Directives sent Friday to the US Federal Reserve will make it very hard for Maduro to access Venezuela's overseas assets and earnings, including those from Houston-based Citgo, a subsidiary of state-owned oil giant PDVSA and the major source of revenue for the bankrupt government. Also at risk is $1.2 billion in gold reserves — 15 percent of Venezuela's foreign currency reserves — stored in the vaults of the Bank of England.
If the Trump administration's confrontational approach is adopted by the European Union, some of whose members have threatened to recognise Guaidó if Maduro doesn't announce new elections in eight days, it could bring oil production to a standstill, heaping more hardships on the 29 million Venezuelans already struggling with hyperinflation, widespread food shortages and anaemic economic activity.
"If Maduro stays in power, Venezuela could suffer a humanitarian catastrophe," said Francisco Rodríguez, chief economist of New York-based Torino Capital.
Rodriguez said the outlook is similar to what happened to Libya in 2011, after the Obama administration froze the government's assets in retaliation for Muammar Gaddafi's crackdown on protesters during the Arab Spring. In response, oil output in the North African country dropped more than 70 percent.

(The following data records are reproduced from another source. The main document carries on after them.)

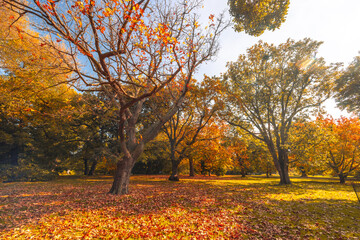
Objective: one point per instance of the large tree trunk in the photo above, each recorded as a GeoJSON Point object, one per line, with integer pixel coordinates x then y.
{"type": "Point", "coordinates": [92, 169]}
{"type": "Point", "coordinates": [191, 166]}
{"type": "Point", "coordinates": [174, 171]}
{"type": "Point", "coordinates": [284, 168]}
{"type": "Point", "coordinates": [282, 165]}
{"type": "Point", "coordinates": [342, 177]}
{"type": "Point", "coordinates": [86, 167]}
{"type": "Point", "coordinates": [121, 181]}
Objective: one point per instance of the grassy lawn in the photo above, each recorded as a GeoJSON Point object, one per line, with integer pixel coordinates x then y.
{"type": "Point", "coordinates": [227, 207]}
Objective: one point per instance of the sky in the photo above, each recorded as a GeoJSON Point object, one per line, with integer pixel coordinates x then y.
{"type": "Point", "coordinates": [335, 22]}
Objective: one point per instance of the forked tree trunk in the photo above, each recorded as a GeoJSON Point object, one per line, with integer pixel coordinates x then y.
{"type": "Point", "coordinates": [342, 177]}
{"type": "Point", "coordinates": [191, 166]}
{"type": "Point", "coordinates": [282, 165]}
{"type": "Point", "coordinates": [121, 181]}
{"type": "Point", "coordinates": [174, 171]}
{"type": "Point", "coordinates": [86, 167]}
{"type": "Point", "coordinates": [303, 174]}
{"type": "Point", "coordinates": [92, 169]}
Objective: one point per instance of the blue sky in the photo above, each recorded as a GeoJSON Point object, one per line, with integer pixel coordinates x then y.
{"type": "Point", "coordinates": [335, 22]}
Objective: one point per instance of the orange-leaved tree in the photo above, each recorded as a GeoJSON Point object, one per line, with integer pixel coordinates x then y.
{"type": "Point", "coordinates": [130, 50]}
{"type": "Point", "coordinates": [341, 145]}
{"type": "Point", "coordinates": [305, 137]}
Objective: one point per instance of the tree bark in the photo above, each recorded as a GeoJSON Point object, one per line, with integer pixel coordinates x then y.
{"type": "Point", "coordinates": [86, 167]}
{"type": "Point", "coordinates": [282, 165]}
{"type": "Point", "coordinates": [92, 169]}
{"type": "Point", "coordinates": [342, 178]}
{"type": "Point", "coordinates": [174, 171]}
{"type": "Point", "coordinates": [191, 166]}
{"type": "Point", "coordinates": [303, 174]}
{"type": "Point", "coordinates": [121, 181]}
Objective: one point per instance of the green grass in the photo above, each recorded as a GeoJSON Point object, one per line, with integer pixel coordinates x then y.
{"type": "Point", "coordinates": [227, 207]}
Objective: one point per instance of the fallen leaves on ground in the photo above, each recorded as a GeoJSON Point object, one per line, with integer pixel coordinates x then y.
{"type": "Point", "coordinates": [194, 208]}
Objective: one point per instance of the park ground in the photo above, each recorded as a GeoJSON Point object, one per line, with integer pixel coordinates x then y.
{"type": "Point", "coordinates": [228, 207]}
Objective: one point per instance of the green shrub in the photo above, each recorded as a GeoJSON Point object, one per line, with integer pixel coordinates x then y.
{"type": "Point", "coordinates": [25, 173]}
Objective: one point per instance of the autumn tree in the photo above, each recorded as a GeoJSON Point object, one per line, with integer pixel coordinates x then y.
{"type": "Point", "coordinates": [214, 155]}
{"type": "Point", "coordinates": [270, 87]}
{"type": "Point", "coordinates": [341, 145]}
{"type": "Point", "coordinates": [305, 137]}
{"type": "Point", "coordinates": [129, 50]}
{"type": "Point", "coordinates": [256, 16]}
{"type": "Point", "coordinates": [31, 99]}
{"type": "Point", "coordinates": [184, 128]}
{"type": "Point", "coordinates": [348, 87]}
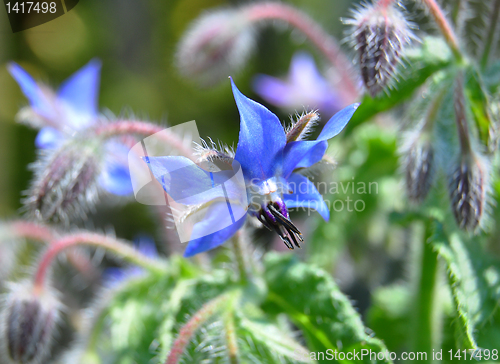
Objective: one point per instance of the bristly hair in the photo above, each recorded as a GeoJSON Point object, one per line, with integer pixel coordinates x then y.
{"type": "Point", "coordinates": [65, 182]}
{"type": "Point", "coordinates": [302, 127]}
{"type": "Point", "coordinates": [379, 34]}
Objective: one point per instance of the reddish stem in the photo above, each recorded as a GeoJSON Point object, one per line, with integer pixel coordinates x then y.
{"type": "Point", "coordinates": [444, 26]}
{"type": "Point", "coordinates": [124, 127]}
{"type": "Point", "coordinates": [188, 330]}
{"type": "Point", "coordinates": [90, 239]}
{"type": "Point", "coordinates": [321, 39]}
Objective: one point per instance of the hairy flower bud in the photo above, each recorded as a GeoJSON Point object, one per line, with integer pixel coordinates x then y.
{"type": "Point", "coordinates": [28, 321]}
{"type": "Point", "coordinates": [379, 34]}
{"type": "Point", "coordinates": [65, 182]}
{"type": "Point", "coordinates": [8, 248]}
{"type": "Point", "coordinates": [418, 165]}
{"type": "Point", "coordinates": [468, 188]}
{"type": "Point", "coordinates": [215, 46]}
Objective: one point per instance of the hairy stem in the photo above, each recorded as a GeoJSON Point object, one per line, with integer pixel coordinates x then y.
{"type": "Point", "coordinates": [231, 339]}
{"type": "Point", "coordinates": [317, 35]}
{"type": "Point", "coordinates": [444, 26]}
{"type": "Point", "coordinates": [127, 127]}
{"type": "Point", "coordinates": [461, 116]}
{"type": "Point", "coordinates": [30, 230]}
{"type": "Point", "coordinates": [385, 3]}
{"type": "Point", "coordinates": [188, 330]}
{"type": "Point", "coordinates": [238, 247]}
{"type": "Point", "coordinates": [91, 239]}
{"type": "Point", "coordinates": [490, 37]}
{"type": "Point", "coordinates": [425, 335]}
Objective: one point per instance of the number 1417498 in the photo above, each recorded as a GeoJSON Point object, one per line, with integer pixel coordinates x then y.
{"type": "Point", "coordinates": [26, 7]}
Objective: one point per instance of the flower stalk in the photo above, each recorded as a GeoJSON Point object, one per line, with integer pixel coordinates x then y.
{"type": "Point", "coordinates": [231, 339]}
{"type": "Point", "coordinates": [444, 26]}
{"type": "Point", "coordinates": [317, 35]}
{"type": "Point", "coordinates": [90, 239]}
{"type": "Point", "coordinates": [426, 309]}
{"type": "Point", "coordinates": [127, 127]}
{"type": "Point", "coordinates": [490, 37]}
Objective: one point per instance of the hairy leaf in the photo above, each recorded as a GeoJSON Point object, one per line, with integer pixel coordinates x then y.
{"type": "Point", "coordinates": [312, 300]}
{"type": "Point", "coordinates": [420, 63]}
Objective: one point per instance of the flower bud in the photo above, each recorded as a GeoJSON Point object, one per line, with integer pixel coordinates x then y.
{"type": "Point", "coordinates": [418, 164]}
{"type": "Point", "coordinates": [215, 46]}
{"type": "Point", "coordinates": [65, 181]}
{"type": "Point", "coordinates": [300, 129]}
{"type": "Point", "coordinates": [468, 188]}
{"type": "Point", "coordinates": [28, 321]}
{"type": "Point", "coordinates": [379, 35]}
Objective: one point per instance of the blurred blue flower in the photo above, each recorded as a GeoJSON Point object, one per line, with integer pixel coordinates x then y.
{"type": "Point", "coordinates": [304, 87]}
{"type": "Point", "coordinates": [268, 163]}
{"type": "Point", "coordinates": [73, 109]}
{"type": "Point", "coordinates": [114, 276]}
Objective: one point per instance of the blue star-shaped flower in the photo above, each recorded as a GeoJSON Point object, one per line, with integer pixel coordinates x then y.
{"type": "Point", "coordinates": [73, 109]}
{"type": "Point", "coordinates": [304, 86]}
{"type": "Point", "coordinates": [268, 163]}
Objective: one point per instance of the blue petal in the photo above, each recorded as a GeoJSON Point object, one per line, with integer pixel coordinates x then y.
{"type": "Point", "coordinates": [212, 240]}
{"type": "Point", "coordinates": [81, 90]}
{"type": "Point", "coordinates": [115, 179]}
{"type": "Point", "coordinates": [304, 153]}
{"type": "Point", "coordinates": [39, 100]}
{"type": "Point", "coordinates": [189, 184]}
{"type": "Point", "coordinates": [48, 138]}
{"type": "Point", "coordinates": [305, 195]}
{"type": "Point", "coordinates": [261, 139]}
{"type": "Point", "coordinates": [337, 122]}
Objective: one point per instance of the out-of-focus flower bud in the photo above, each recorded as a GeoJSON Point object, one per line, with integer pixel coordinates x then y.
{"type": "Point", "coordinates": [468, 188]}
{"type": "Point", "coordinates": [8, 248]}
{"type": "Point", "coordinates": [28, 320]}
{"type": "Point", "coordinates": [418, 164]}
{"type": "Point", "coordinates": [215, 46]}
{"type": "Point", "coordinates": [379, 34]}
{"type": "Point", "coordinates": [65, 182]}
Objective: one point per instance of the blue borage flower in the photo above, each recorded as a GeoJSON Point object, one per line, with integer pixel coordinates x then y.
{"type": "Point", "coordinates": [304, 85]}
{"type": "Point", "coordinates": [73, 109]}
{"type": "Point", "coordinates": [268, 163]}
{"type": "Point", "coordinates": [114, 276]}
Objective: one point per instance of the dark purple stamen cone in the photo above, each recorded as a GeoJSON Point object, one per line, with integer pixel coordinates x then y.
{"type": "Point", "coordinates": [379, 36]}
{"type": "Point", "coordinates": [28, 323]}
{"type": "Point", "coordinates": [419, 170]}
{"type": "Point", "coordinates": [468, 185]}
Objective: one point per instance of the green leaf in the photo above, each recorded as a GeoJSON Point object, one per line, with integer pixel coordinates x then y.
{"type": "Point", "coordinates": [420, 63]}
{"type": "Point", "coordinates": [390, 315]}
{"type": "Point", "coordinates": [474, 278]}
{"type": "Point", "coordinates": [313, 302]}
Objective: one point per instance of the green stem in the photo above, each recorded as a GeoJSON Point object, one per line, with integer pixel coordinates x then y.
{"type": "Point", "coordinates": [488, 44]}
{"type": "Point", "coordinates": [231, 339]}
{"type": "Point", "coordinates": [238, 247]}
{"type": "Point", "coordinates": [425, 338]}
{"type": "Point", "coordinates": [444, 26]}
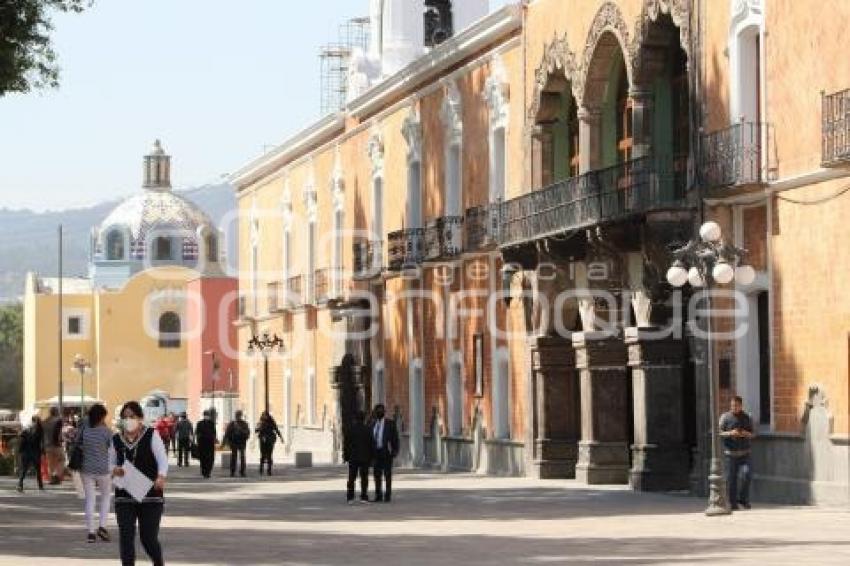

But unlike that asset freeze and the one imposed on Iraq after Saddam Hussein's invasion of Kuwait, which were done in concert with the international community, Maduro still has important backers, most notably China and Russia, which would serve as a likely veto of any international sanctions at the UN Security Council.
If he's not getting paid, Maduro will surely divert the roughly 500,000 barrels per day of oil currently being sold to Gulf Coast refineries in the US to more friendly markets, like creditors Russia or China, as well as India, Malaysia and Thailand.
But processing international financial transactions is very hard without going through the US or European banks. Transport costs would also jump because Venezuela's ports aren't well-equipped to load supertankers for transporting oil to such distant markets, said Russ Dallen, managing partner of Caracas Capital, a brokerage.
That means the country, which depends almost entirely on oil exports for hard currency, will be able to purchase even less food and other imports, exacerbating a severe recession that is already deeper than the U.S. economic contraction during the Great Depression.
Then there's the US$65 billion in Venezuela's and state oil company PDVSA's outstanding bonds, almost none of which are being paid and whose prices rallied 25 percent on news of Guaidó's challenge to Maduro's authority.
If the U.S. were to hand control of Citgo to people selected by Guaido, as is expected, Maduro would almost certainly stop paying back loans to Russia's Rosneft, which in turn would execute a lien giving it 49.9 percent control of the Texas oil company.
"Maduro was already facing an incredibly complex situation," Dallen said. "But the loss of fast cash from Citgo and the US market will further crush the country's decimated oil production and cash flows, meaning more starvation and more people fleeing the country."